家族型ロボット「LOVOT」にかけられた想い

イノベーション部門賞は、『温かいテクノロジー』でした。

林要『温かいテクノロジー』(ライツ社)
林要『温かいテクノロジー』(ライツ社)

あなたは、家族型ロボット「LOVOT(らぼっと)」を知っていますか?

LOVOTのキャッチコピーは「愛されるために生まれてきた世界初のロボット」。丸みのあるフォルムにくりんとした目、体温を感じるあたたかさから、誰もがつい「かわいい!」と言ってしまうようなロボットです。本書では、そんなLOVOTの開発ストーリーや開発者たちがLOVOTにかける想いが語られます。

これまでのロボット開発では、一般的に「生産性や利便性の向上」が追求されていました。一方でLOVOTは、人に手をかけることを要求する、生産性や利便性の向上とは対照的な存在である点が特徴です。

人に手をかけることを要求する存在といえば、ペットを思い浮かべる人が多いでしょう。ペットもまた、人に手をかけることを要求し、その要求によって私たちを癒やしてくれる存在ですが、誰もがペットを飼えるわけではありません。
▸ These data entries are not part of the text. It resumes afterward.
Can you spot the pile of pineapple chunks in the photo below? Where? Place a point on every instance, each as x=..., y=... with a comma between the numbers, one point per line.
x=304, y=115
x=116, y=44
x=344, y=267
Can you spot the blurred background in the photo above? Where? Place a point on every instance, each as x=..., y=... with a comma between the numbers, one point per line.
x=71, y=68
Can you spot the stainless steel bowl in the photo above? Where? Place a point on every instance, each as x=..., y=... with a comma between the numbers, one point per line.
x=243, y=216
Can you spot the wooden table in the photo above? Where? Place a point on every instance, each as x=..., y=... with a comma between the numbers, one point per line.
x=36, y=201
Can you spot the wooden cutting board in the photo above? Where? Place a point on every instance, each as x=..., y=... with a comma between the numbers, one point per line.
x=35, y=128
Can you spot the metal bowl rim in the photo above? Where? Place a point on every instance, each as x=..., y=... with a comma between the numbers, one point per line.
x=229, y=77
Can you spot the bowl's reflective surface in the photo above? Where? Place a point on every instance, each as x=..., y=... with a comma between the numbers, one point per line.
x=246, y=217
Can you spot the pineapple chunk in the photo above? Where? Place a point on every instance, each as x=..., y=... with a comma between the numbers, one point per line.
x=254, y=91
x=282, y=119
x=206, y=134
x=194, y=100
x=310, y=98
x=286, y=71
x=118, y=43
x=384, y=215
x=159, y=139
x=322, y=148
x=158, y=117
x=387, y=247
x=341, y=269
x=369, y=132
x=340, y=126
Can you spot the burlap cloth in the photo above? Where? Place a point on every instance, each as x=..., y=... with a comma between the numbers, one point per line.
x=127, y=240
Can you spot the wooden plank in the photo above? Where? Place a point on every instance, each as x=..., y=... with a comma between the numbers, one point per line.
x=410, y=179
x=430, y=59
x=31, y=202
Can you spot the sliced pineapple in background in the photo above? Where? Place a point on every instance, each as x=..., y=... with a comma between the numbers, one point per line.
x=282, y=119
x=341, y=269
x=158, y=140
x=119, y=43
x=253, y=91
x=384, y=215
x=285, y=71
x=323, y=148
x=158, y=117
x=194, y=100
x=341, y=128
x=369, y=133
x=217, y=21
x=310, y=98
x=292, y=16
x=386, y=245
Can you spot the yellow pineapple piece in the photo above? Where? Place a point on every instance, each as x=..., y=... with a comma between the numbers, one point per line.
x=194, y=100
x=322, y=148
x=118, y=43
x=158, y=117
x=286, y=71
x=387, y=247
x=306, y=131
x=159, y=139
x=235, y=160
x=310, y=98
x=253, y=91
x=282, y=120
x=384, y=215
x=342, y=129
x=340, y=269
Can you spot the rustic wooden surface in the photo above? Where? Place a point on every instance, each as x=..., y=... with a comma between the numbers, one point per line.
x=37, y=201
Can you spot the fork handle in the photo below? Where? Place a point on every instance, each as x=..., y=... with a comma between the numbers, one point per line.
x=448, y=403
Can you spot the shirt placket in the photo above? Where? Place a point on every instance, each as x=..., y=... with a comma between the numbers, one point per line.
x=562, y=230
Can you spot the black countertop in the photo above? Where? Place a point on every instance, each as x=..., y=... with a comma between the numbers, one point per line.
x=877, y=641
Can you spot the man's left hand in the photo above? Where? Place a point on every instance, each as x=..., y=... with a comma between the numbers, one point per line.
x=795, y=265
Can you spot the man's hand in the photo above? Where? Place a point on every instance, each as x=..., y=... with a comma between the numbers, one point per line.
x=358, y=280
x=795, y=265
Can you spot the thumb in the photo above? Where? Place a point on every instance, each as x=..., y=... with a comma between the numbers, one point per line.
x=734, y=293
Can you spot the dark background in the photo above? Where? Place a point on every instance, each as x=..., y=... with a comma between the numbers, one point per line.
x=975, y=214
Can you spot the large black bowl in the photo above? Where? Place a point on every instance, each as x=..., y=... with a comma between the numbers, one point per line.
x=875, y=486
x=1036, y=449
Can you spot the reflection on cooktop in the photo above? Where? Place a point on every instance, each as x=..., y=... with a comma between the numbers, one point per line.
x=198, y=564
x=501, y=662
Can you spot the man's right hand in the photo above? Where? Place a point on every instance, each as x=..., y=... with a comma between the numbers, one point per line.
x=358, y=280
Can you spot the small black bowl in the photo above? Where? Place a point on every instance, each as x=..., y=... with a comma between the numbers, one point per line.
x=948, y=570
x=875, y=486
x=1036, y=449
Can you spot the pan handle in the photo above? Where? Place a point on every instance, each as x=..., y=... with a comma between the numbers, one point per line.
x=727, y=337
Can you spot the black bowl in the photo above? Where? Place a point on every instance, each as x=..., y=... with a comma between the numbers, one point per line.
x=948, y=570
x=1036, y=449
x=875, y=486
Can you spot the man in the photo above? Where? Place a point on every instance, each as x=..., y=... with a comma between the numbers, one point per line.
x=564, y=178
そこで生み出されたのがLOVOTです。そしてその背景には「生産性向上を目的としない温かいテクノロジーこそが、テクノロジーのイメージそのものを変えられるのではないだろうか」という著者、林要氏の想いがあります。

愛とは何か、感情とは何か、生命とは何か――。AI時代を生きる私たちに根源的な問いを投げかけてくれる、これまでにない一冊です。

自分にも相手にもメリットのある「任せ方」のコツ

マネジメント部門賞には『任せるコツ』が輝きました。

山本渉『任せるコツ』(すばる舎)
山本渉『任せるコツ』(すばる舎)

「この仕事、誰かに頼みたい。でも自分でやったほうが早いかな」
「誰かに手伝ってほしいけど、みんな忙しそうだ」
「こういうタスクは○○さんの得意分野だ。やってくれるかな……」

こんなふうに逡巡した結果、結局「自分でやる」を選んだことのある人は多いでしょう。本書はそんなビジネスパーソンに向けて、自分にとっても相手にとってもメリットのある「任せ方」を教えてくれる一冊です。

ポイントは、相手に気持ちよく引き受けてもらえるように、次の5つの要素を踏まえて依頼すること。

・意欲創出:相手がやりたいと思える文脈になっていること
・目的の明確化:なぜ必要なのか理由を伝えること
・欲求充足:利己的都合ではなく相手のメリットを示すこと
・選択肢の提示:断ったりスケジュールを変更したりする余白があること
・負担の配慮:負担を減らす工夫や相談の余地があること

また、単純に優秀な人やスケジュールが空いている人ではなく「意欲」と「適性」のある人に任せるという観点も重要です。本書では、意外と難しい「意欲」と「適性」の見極め方についても詳細に解説されています。

仕事はもちろん、家庭やPTAなどでも使える本書。頼み、頼まれることに苦手意識があるすべての人におすすめします。